I have a old 8/24 craftsman and a ariens 1028 pro


----------



## tpenfield (Feb 24, 2015)

I am not all that surprised with the results so far. I think most people would predict that Ariens would be # 1 and Toro and Honda would be up there.


I am a bit surprised that there are only about 16% MTD machines, considering the range of brands that they cover.


Is there any data available as to the actual market share (units or $$$) for snowblowers.


----------



## russ01915 (Dec 18, 2013)

tpenfield said:


> Is there any data available as to the actual market share (units or $$$) for snowblowers.

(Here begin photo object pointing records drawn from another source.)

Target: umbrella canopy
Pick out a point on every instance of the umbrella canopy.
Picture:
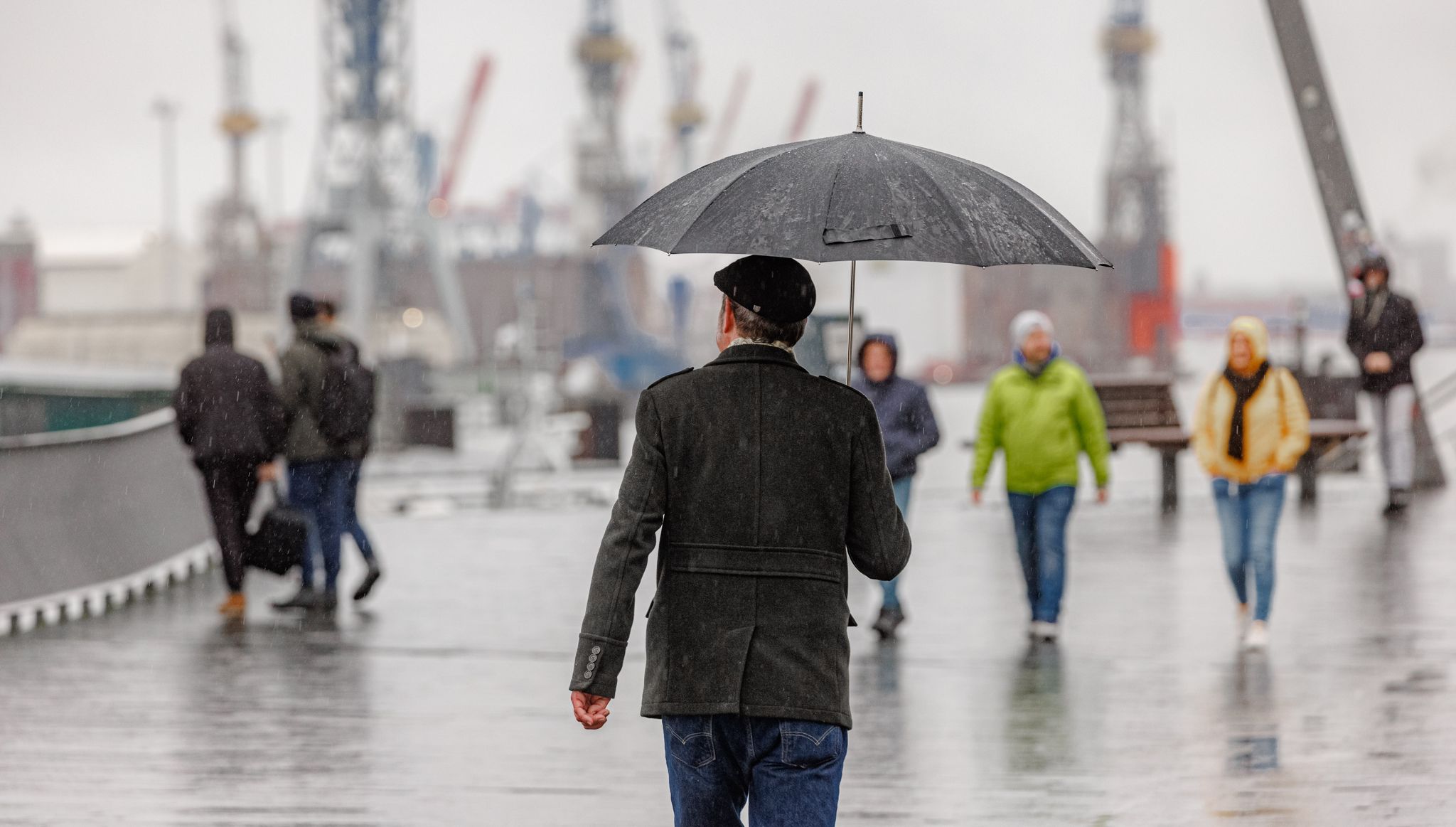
(855, 197)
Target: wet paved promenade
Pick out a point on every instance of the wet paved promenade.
(446, 703)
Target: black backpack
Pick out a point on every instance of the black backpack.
(346, 398)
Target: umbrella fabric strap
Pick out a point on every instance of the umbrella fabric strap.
(743, 341)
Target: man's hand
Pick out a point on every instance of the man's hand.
(590, 710)
(1378, 363)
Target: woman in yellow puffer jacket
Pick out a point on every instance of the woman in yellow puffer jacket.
(1251, 427)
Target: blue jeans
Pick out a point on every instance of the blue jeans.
(1042, 542)
(903, 501)
(788, 772)
(351, 517)
(321, 491)
(1248, 514)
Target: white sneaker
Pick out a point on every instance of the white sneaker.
(1258, 635)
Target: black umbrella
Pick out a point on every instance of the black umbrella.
(854, 198)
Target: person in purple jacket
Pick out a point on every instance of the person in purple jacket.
(909, 430)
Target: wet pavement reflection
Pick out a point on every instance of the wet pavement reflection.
(444, 702)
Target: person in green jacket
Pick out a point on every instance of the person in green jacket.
(1042, 412)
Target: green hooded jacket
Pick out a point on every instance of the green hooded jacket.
(300, 389)
(1042, 422)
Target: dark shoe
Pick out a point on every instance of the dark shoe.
(369, 581)
(1400, 498)
(306, 599)
(889, 621)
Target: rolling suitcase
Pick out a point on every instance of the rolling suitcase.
(282, 538)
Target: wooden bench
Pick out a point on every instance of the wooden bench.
(1325, 436)
(1140, 410)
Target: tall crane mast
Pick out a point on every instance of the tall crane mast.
(239, 250)
(1136, 230)
(369, 187)
(685, 115)
(1336, 179)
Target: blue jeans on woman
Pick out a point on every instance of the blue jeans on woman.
(351, 518)
(901, 488)
(321, 489)
(1248, 516)
(788, 772)
(1042, 542)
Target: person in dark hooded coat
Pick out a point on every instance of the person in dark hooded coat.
(1383, 334)
(909, 430)
(229, 414)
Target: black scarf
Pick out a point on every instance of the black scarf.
(1244, 388)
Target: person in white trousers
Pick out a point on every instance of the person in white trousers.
(1383, 334)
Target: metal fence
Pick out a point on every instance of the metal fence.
(94, 517)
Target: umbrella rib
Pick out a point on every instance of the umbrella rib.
(788, 149)
(829, 203)
(904, 150)
(1088, 251)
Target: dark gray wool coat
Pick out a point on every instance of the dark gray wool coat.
(762, 476)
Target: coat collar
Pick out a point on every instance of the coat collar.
(764, 354)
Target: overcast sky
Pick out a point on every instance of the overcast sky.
(1015, 85)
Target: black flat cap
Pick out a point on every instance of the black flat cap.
(301, 308)
(778, 289)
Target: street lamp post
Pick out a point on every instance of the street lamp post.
(166, 112)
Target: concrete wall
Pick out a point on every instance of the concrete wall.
(94, 516)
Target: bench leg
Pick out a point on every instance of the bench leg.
(1169, 482)
(1308, 471)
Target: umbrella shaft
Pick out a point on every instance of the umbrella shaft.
(850, 356)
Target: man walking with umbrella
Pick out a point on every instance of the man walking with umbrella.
(761, 476)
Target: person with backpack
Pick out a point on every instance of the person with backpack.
(1250, 430)
(328, 315)
(1383, 334)
(229, 414)
(328, 398)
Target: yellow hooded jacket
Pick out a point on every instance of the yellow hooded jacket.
(1276, 421)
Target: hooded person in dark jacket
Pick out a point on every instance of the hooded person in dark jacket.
(229, 415)
(1383, 334)
(909, 430)
(766, 484)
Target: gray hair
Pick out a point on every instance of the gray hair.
(762, 331)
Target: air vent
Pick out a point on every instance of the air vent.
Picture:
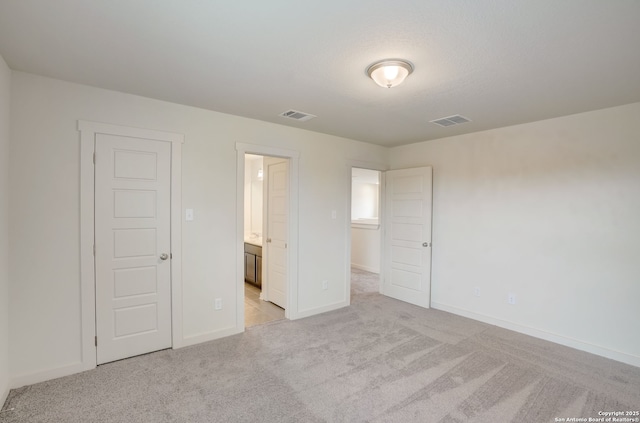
(451, 120)
(296, 115)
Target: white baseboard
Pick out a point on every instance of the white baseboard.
(547, 336)
(365, 268)
(44, 375)
(318, 310)
(208, 336)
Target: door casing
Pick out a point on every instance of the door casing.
(291, 309)
(88, 131)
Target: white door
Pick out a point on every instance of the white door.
(132, 241)
(277, 210)
(408, 235)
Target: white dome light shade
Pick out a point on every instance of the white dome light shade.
(389, 73)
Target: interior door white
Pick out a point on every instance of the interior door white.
(132, 242)
(408, 235)
(277, 210)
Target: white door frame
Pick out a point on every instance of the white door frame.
(291, 309)
(371, 166)
(88, 131)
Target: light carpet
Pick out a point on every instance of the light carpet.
(379, 360)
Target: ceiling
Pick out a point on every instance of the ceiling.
(498, 62)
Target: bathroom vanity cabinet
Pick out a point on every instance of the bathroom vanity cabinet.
(253, 264)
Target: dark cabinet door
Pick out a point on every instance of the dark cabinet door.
(250, 268)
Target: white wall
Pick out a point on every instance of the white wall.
(5, 89)
(549, 211)
(44, 234)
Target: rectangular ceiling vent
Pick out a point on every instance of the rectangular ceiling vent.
(296, 115)
(451, 120)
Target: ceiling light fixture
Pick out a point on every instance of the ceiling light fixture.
(390, 72)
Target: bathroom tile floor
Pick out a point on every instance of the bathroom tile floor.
(256, 311)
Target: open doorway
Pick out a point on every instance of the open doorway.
(265, 238)
(366, 233)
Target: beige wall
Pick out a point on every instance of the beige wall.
(549, 211)
(5, 88)
(44, 234)
(546, 210)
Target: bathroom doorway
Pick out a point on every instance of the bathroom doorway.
(366, 234)
(266, 192)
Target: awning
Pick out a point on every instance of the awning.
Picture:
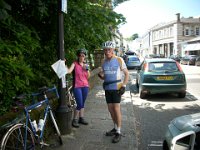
(192, 47)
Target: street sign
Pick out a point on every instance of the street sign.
(64, 6)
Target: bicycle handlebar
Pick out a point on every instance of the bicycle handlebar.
(50, 93)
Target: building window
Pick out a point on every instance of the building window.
(197, 30)
(186, 31)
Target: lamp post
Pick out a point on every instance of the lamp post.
(63, 112)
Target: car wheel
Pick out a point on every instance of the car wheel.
(181, 94)
(142, 95)
(165, 146)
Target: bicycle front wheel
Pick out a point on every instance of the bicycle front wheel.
(15, 137)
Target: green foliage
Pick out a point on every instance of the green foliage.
(29, 40)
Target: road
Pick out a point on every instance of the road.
(152, 115)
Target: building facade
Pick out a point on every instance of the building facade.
(170, 38)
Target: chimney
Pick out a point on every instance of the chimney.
(178, 17)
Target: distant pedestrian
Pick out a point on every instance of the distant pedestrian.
(80, 72)
(114, 86)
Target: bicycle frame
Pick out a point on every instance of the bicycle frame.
(46, 112)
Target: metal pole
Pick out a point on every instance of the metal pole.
(63, 113)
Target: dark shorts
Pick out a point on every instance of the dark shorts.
(112, 96)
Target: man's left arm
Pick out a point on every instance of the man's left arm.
(126, 76)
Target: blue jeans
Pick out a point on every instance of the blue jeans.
(80, 95)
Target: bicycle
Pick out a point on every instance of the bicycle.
(71, 102)
(24, 136)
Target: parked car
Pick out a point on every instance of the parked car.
(160, 75)
(197, 62)
(176, 58)
(132, 61)
(183, 133)
(188, 60)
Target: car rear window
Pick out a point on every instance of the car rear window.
(163, 66)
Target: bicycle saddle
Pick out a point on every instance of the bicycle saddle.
(43, 89)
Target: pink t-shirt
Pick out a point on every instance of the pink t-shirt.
(80, 76)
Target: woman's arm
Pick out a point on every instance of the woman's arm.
(71, 68)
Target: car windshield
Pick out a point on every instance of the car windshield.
(163, 66)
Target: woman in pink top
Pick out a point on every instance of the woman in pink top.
(80, 72)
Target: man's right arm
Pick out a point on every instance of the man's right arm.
(101, 74)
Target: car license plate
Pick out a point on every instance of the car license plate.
(165, 78)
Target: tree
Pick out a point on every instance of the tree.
(28, 40)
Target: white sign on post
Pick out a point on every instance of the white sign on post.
(60, 68)
(64, 6)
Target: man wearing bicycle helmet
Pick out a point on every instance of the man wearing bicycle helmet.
(114, 86)
(80, 86)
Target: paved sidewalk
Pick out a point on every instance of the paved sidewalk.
(92, 136)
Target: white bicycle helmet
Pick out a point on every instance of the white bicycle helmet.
(108, 44)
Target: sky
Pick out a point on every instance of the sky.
(141, 15)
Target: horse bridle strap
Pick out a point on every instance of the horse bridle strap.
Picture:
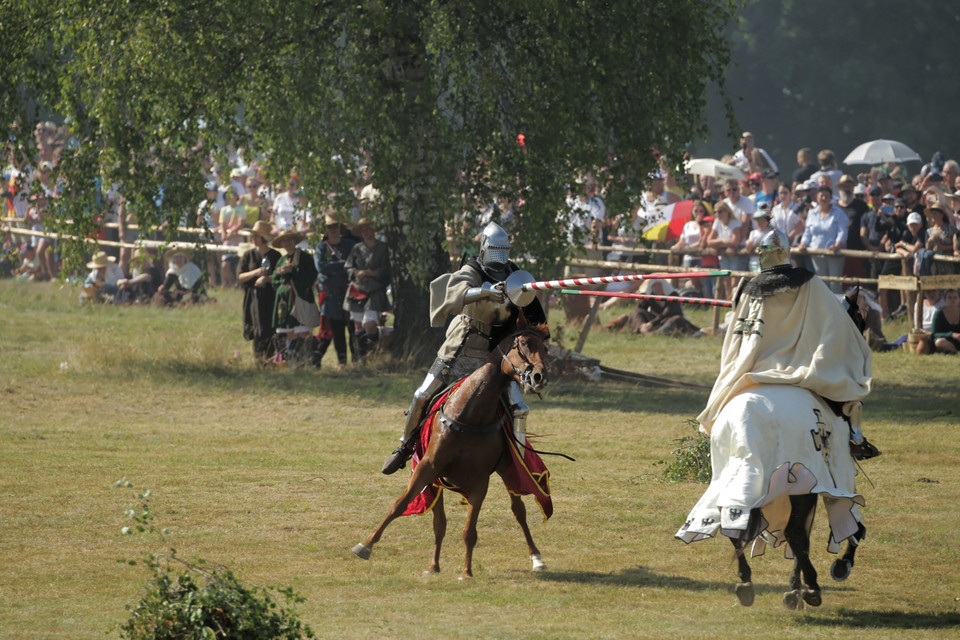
(456, 425)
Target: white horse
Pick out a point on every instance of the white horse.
(774, 449)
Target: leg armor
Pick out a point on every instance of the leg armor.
(519, 409)
(432, 383)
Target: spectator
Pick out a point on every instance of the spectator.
(259, 295)
(724, 238)
(183, 281)
(654, 316)
(29, 268)
(144, 280)
(368, 268)
(750, 158)
(805, 160)
(231, 219)
(295, 311)
(913, 239)
(100, 285)
(826, 228)
(828, 166)
(761, 221)
(741, 207)
(330, 257)
(946, 326)
(784, 216)
(854, 208)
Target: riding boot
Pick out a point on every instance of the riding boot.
(519, 410)
(398, 459)
(361, 343)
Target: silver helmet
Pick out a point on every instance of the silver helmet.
(774, 249)
(494, 247)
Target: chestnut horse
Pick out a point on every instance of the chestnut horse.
(474, 446)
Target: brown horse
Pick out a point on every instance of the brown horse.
(469, 444)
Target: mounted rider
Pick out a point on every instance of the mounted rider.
(790, 329)
(476, 294)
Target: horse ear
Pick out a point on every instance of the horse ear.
(543, 330)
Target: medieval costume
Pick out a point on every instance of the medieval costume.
(330, 258)
(259, 296)
(768, 437)
(474, 294)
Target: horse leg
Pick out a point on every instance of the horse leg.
(424, 474)
(520, 513)
(470, 528)
(842, 566)
(744, 589)
(796, 533)
(439, 530)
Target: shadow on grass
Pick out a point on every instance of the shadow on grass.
(855, 619)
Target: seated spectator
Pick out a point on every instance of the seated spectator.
(100, 285)
(913, 239)
(29, 268)
(946, 326)
(656, 317)
(183, 281)
(144, 281)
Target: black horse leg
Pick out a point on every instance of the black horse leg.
(840, 570)
(796, 532)
(744, 588)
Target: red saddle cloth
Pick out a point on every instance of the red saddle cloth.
(526, 475)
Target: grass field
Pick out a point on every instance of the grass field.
(276, 475)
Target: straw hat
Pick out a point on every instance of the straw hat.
(263, 229)
(168, 256)
(288, 233)
(100, 259)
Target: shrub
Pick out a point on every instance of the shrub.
(691, 458)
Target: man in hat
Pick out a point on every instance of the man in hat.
(183, 281)
(368, 270)
(330, 258)
(295, 311)
(790, 329)
(484, 316)
(259, 296)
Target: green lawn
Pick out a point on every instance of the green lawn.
(275, 474)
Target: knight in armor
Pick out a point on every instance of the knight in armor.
(789, 328)
(475, 294)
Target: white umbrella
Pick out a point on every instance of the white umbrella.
(879, 151)
(715, 168)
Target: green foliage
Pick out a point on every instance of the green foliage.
(186, 599)
(432, 95)
(691, 458)
(198, 603)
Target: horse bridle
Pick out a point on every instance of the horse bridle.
(526, 373)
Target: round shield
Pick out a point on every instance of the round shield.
(515, 291)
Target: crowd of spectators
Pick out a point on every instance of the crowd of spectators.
(329, 280)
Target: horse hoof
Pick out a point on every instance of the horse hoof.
(793, 600)
(840, 569)
(538, 564)
(745, 593)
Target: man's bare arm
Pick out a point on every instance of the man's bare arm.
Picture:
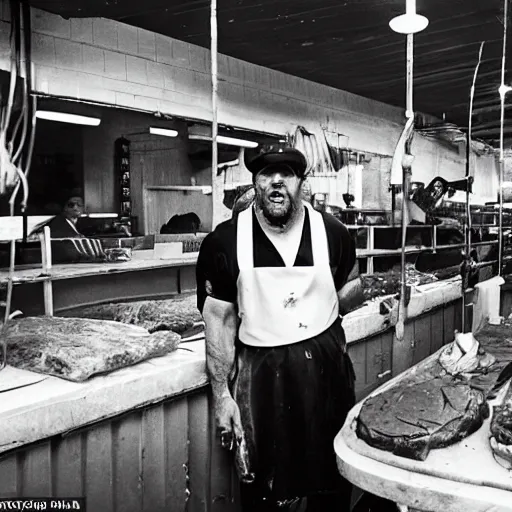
(351, 295)
(220, 319)
(221, 325)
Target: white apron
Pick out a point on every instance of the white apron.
(284, 305)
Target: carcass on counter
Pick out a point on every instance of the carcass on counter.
(77, 348)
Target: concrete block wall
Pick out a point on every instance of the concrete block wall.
(107, 61)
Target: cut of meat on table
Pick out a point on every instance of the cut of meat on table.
(501, 431)
(178, 315)
(76, 348)
(409, 421)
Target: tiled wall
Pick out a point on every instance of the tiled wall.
(102, 60)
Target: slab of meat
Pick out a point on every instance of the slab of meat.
(411, 420)
(77, 348)
(176, 315)
(388, 283)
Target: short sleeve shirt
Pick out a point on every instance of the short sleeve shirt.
(217, 266)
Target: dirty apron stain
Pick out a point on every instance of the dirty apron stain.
(294, 382)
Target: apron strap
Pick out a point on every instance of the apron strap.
(320, 246)
(244, 240)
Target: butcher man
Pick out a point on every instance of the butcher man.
(272, 284)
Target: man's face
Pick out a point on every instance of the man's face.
(73, 208)
(278, 193)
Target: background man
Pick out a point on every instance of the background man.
(271, 284)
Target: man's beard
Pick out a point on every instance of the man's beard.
(277, 214)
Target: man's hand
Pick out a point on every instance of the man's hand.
(229, 424)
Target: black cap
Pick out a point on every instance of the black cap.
(293, 158)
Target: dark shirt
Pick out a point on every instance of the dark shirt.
(217, 266)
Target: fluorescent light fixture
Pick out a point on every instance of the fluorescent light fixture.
(410, 22)
(100, 215)
(227, 140)
(67, 118)
(163, 131)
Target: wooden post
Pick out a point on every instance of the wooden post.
(46, 256)
(217, 188)
(503, 92)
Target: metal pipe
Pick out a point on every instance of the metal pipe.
(215, 126)
(502, 122)
(406, 178)
(468, 223)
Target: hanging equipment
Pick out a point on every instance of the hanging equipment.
(216, 183)
(468, 264)
(502, 91)
(16, 155)
(409, 24)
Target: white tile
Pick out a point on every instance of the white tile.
(64, 83)
(171, 77)
(125, 100)
(200, 59)
(51, 24)
(93, 80)
(136, 69)
(155, 74)
(93, 60)
(43, 49)
(115, 65)
(180, 53)
(128, 42)
(85, 92)
(163, 49)
(147, 44)
(68, 54)
(81, 30)
(144, 103)
(104, 33)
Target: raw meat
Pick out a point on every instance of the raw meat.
(77, 348)
(176, 315)
(388, 283)
(411, 420)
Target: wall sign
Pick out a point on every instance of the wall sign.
(122, 163)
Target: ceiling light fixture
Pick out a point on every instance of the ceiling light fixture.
(227, 140)
(62, 117)
(163, 131)
(410, 22)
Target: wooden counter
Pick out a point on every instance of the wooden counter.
(143, 439)
(81, 284)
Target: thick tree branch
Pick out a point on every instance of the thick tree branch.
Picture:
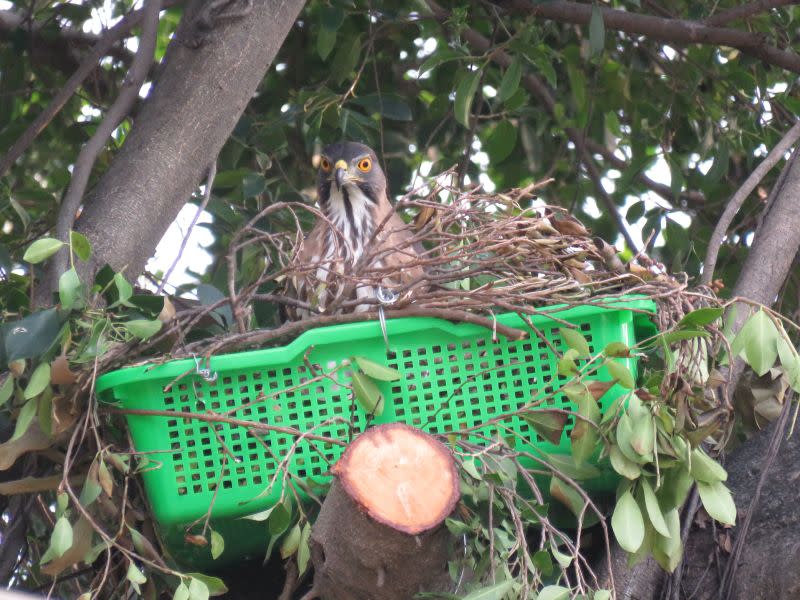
(745, 11)
(118, 111)
(736, 201)
(189, 114)
(675, 31)
(104, 44)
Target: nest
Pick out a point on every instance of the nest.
(481, 253)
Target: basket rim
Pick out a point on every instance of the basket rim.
(351, 332)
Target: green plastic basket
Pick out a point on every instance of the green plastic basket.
(452, 376)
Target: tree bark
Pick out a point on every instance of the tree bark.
(190, 113)
(379, 535)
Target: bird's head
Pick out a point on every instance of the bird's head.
(353, 168)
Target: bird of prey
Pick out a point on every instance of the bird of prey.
(361, 244)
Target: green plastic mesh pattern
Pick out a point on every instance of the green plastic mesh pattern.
(452, 376)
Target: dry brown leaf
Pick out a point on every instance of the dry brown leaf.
(60, 373)
(64, 414)
(28, 485)
(168, 312)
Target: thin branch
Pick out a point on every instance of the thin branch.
(745, 11)
(212, 172)
(726, 586)
(677, 31)
(118, 111)
(537, 87)
(103, 46)
(736, 201)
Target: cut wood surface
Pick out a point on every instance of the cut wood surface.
(401, 477)
(379, 534)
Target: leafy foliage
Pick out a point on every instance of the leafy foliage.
(418, 90)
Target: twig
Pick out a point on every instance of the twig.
(89, 64)
(745, 11)
(212, 172)
(736, 201)
(678, 31)
(726, 586)
(122, 105)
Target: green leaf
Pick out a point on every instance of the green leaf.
(332, 17)
(597, 31)
(720, 165)
(80, 245)
(621, 373)
(706, 469)
(553, 592)
(627, 523)
(543, 563)
(567, 495)
(368, 394)
(124, 289)
(215, 585)
(291, 542)
(575, 340)
(566, 465)
(279, 519)
(24, 418)
(617, 350)
(493, 592)
(40, 378)
(510, 82)
(547, 423)
(653, 509)
(60, 540)
(643, 434)
(758, 339)
(198, 590)
(717, 501)
(346, 59)
(668, 550)
(304, 550)
(217, 544)
(700, 317)
(134, 575)
(471, 469)
(377, 370)
(501, 142)
(181, 592)
(253, 184)
(6, 389)
(69, 288)
(143, 328)
(41, 250)
(465, 93)
(623, 465)
(326, 40)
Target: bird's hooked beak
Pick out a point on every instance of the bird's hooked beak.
(340, 173)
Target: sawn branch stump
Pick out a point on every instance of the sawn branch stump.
(379, 534)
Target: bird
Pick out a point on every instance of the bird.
(360, 248)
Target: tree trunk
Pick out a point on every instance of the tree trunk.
(190, 113)
(379, 535)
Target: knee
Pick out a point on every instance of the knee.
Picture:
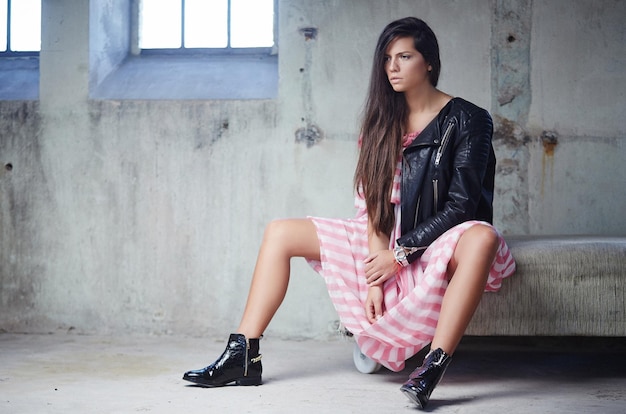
(483, 237)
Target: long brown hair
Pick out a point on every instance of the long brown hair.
(384, 122)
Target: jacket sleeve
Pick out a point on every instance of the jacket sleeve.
(469, 159)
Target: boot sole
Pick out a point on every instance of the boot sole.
(244, 382)
(413, 397)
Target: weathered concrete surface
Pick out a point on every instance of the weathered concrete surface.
(146, 216)
(68, 373)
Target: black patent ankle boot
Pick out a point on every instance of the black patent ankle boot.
(240, 363)
(424, 379)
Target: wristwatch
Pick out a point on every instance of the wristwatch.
(400, 254)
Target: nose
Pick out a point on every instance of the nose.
(393, 64)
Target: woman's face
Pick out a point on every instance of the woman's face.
(405, 67)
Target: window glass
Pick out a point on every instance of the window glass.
(3, 25)
(25, 35)
(252, 23)
(206, 24)
(160, 24)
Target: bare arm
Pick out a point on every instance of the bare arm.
(380, 265)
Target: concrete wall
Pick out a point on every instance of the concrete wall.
(145, 216)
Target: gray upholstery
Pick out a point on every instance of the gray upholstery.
(564, 285)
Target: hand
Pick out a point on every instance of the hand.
(379, 267)
(374, 303)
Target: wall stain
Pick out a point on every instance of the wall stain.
(549, 140)
(310, 133)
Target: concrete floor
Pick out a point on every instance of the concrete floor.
(69, 373)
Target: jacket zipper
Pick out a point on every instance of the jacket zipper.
(444, 142)
(245, 369)
(442, 147)
(417, 209)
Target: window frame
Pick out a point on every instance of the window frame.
(8, 53)
(188, 51)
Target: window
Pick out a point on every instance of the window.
(217, 25)
(20, 27)
(190, 49)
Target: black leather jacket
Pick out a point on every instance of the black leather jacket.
(447, 175)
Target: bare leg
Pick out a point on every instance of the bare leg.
(469, 268)
(283, 240)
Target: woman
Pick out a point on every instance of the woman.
(411, 268)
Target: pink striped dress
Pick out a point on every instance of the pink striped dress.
(412, 299)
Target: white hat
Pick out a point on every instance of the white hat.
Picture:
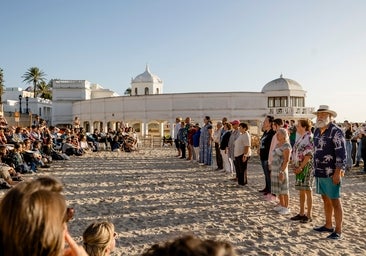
(325, 108)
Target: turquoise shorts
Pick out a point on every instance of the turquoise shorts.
(325, 186)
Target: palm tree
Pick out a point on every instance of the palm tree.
(44, 90)
(34, 75)
(128, 91)
(1, 87)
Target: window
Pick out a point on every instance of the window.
(274, 102)
(297, 102)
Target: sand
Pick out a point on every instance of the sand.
(151, 196)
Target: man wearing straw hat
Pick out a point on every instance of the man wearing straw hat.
(329, 164)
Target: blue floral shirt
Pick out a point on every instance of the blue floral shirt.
(330, 151)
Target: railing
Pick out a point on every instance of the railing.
(292, 111)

I have looked on the internet but I have not seen any figures.


----------



## JLawrence08648 (Jan 15, 2017)

cnp said:


> Chris Pembleton Mt. Laurel, NJ


Welcome from Trenton NJ


----------



## gibbs296 (Jun 22, 2014)

Being that this is a snowblower enthusiast's web site, it doesn't surprise me that A, T, and H are at the top of the food chain for our members. I'm guessing in the real world the MTD spin offs are way ahead.


----------



## contender (Jan 18, 2018)

GIBBS296---- I agree with you, 15-20 years ago I used to, do service in the MTD operation at the Kitchener plant, they often had Craftsman, Mastercraft(Canadian Tire) MTD and other brands I cant remember in their front lobby. They actually had some pretty good units, I used a 79 with a 8 Hp tec on it up to last winter....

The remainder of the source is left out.